Pitfalls in Link Prediction with Graph Neural Networks: Understanding the Impact of Target-link Inclusion & Better Practices

While Graph Neural Networks (GNNs) are remarkably successful in a variety of high-impact applications, we demonstrate that, in link prediction, the common practices of including the edges being predicted in the graph at training and/or test have outsized impact on the performance of low-degree nodes. We theoretically and empirically investigate how these practices impact node-level performance across different degrees. Specifically, we explore three issues that arise: (I1) overfitting; (I2) distribution shift; and (I3) implicit test leakage. The former two issues lead to poor generalizability to the test data, while the latter leads to overestimation of the model's performance and directly impacts the deployment of GNNs. To address these issues in a systematic way, we introduce an effective and efficient GNN training framework, SpotTarget, which leverages our insight on low-degree nodes: (1) at training time, it excludes a (training) edge to be predicted if it is incident to at least one low-degree node; and (2) at test time, it excludes all test edges to be predicted (thus, mimicking real scenarios of using GNNs, where the test data is not included in the graph). SpotTarget helps researchers and practitioners adhere to best practices for learning from graph data, which are frequently overlooked even by the most widely-used frameworks. Our experiments on various real-world datasets show that SpotTarget makes GNNs up to 15x more accurate in sparse graphs, and significantly improves their performance for low-degree nodes in dense graphs.

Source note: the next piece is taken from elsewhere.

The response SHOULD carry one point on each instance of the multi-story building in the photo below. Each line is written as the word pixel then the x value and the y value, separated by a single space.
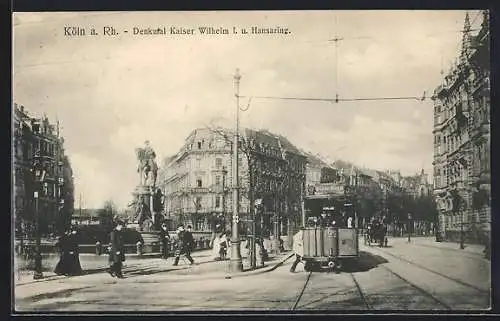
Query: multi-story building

翻译：尽管图神经网络（GNN）在众多高影响力应用中取得了显著成功，但本研究表明，在链路预测任务中，在训练和/或测试阶段将待预测边包含在图中的常见做法，会对低度节点的性能产生超常影响。我们通过理论与实验双重验证，系统研究了这些做法如何在不同度数节点上影响性能表现。具体而言，我们探讨了三个突出问题：(I1)过拟合；(I2)分布偏移；(I3)隐式测试泄露。前两个问题导致模型对测试数据的泛化能力下降，而后者则会造成模型性能的高估，直接影响GNN的实际部署。为系统解决这些问题，我们提出了一种高效且实用的GNN训练框架SpotTarget，其核心思想基于对低度节点的深入洞察：(1) 训练阶段，若待预测（训练）边至少与一个低度节点关联，则将其排除；(2) 测试阶段，排除所有待预测测试边（从而模拟真实场景中GNN的使用，即测试数据不包含在图结构中）。SpotTarget有助于研究者和从业者遵循从图数据中学习的最佳实践，这些实践即便是最广泛使用的框架也经常被忽视。在多个真实世界数据集上的实验表明，SpotTarget可使GNN在稀疏图中的准确率提升高达15倍，并在密集图中显著改善低度节点的性能表现。